Loading Data from HPE Ezmeral Data Fabric Database as an Apache Spark Dataset
You can use one of three ways to load data from HPE Ezmeral Data Fabric Database into an Apache Spark Dataset:
- Load the data into a Dataset.
- Load the data into a DataFrame, and then convert it to a Dataset.
- Load the data into a Dataset using a custom encoder.
Load into a Dataset
SparkSession
object:
def loadFromMapRDB[T](table: String, schema : StructType).as [T]: Dataset
import com.mapr.db.spark.sql._
val ds = sparkSession.loadFromMapRDB[T]("/tmp/user_profiles").as [T]: Dataset
MapRDBJavaSession
object:
def loadFromMapRDB[T <: java.lang.Object](tableName: String, schema: StructType, sampleSize: Double, clazz: Class[T]): Dataset[T]
import com.mapr.db.spark.sql.api.java.MapRDBJavaSession;
MapRDBJavaSession maprSession = new MapRDBJavaSession(sparkSession);
Dataset<Row> ds = maprSession.loadFromMapRDB("/tmp/user_profiles");
Load into DataFrame and Convert to Dataset
To load the data as a DataFrame, see Loading Data from HPE Ezmeral Data Fabric Database as an Apache Spark DataFrame. To convert the DataFrame
to a Dataset, use the as[<type>]
method.

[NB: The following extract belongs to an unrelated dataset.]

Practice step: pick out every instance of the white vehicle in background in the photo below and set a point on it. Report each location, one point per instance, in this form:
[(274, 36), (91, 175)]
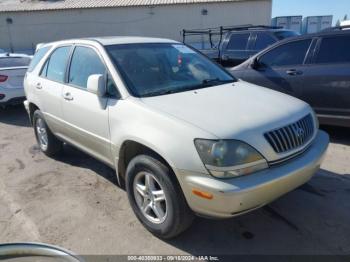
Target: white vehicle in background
[(13, 68)]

The <type>
can be any of the basic types in Scala.
The following code example creates a Dataset[Person]
using the
as[<type>]
method:
import org.apache.spark.sql.SparkSession
import com.mapr.db.spark.sql._
case class Address(Pin: Integer, street: String, city: String)
case class Person (_id:String,
first_name:String,
last_name: String, dob: java.sql.Date,
Interests: Seq[String, address: Address)
val ds = sparkSession.loadFromMapRDB[Person]("/tmp/user_profiles").as[Person]
import com.mapr.db.spark.sql.api.java.MapRDBJavaSession;
public static class Address implements Serializable {
private Integer pin;
private String street;
private String city;
public Integer getPin() { return pin; }
public void setPin(Integer pin) { this.pin = pin; }
public String getStreet() { return street; }
public void setStreet(String street) { this.street = street; }
public String getCity() { return city; }
public void setCity(String city) { this.city = city; }
}
public static class Person implements Serializable {
private String _id;
private String firstName;
private String lastName;
private Date dob;
private Seq<String> interests;
public String get_id() { return _id; }
public void set_id(String _id) { this._id = _id; }
public String getFirstName() { return firstName; }
public void setFirstName(String firstName) { this.firstName = firstName; }
public String getLastName() { return lastName; }
public void setLastName(String lastName) { this.lastName = lastName; }
public Date getDob() { return dob; }
public void setDob(Date dob) { this.dob = dob; }
public Seq<String> getInterests() { return interests; }
public void setInterests(Seq<String> interests) { this.interests = interests; }
}
Dataset<Person> ds = maprSession.loadFromMapRDB(tableName, Person.class);
Load into Dataset Using Custom Encoder
You can create a custom encoder for Java bean classes by calling the
Encoders.bean
method. Encoders.bean
only support Java classes. To create
a Dataset of the Scala class, the previous code can be used. The following example shows how
to load into a Dataset by creating a custom encoder for a Java class named
beanClass
:
import org.apache.spark.sql.SparkSession
import com.mapr.db.spark.sql._
val ds = sparkSession.loadFromMapRDB("/tmp/user_profiles")
.as(Encoders.bean(beanClass))
import com.mapr.db.spark.sql.api.java.MapRDBJavaSession;
maprSession.loadFromMapRDB("/tmp/user_profiles").as(Encoders.bean(beanClass);
Filter Pushdown
After you have loaded data into a Dataset, you can apply filter pushdowns. The following
example filters on first_name
:
ds.filter($"first_name" === "David")
ds.filter(col("first_name").equalTo("David")).show();
See Projection and Filter Pushdown with Apache Spark DataFrames and Datasets for other examples.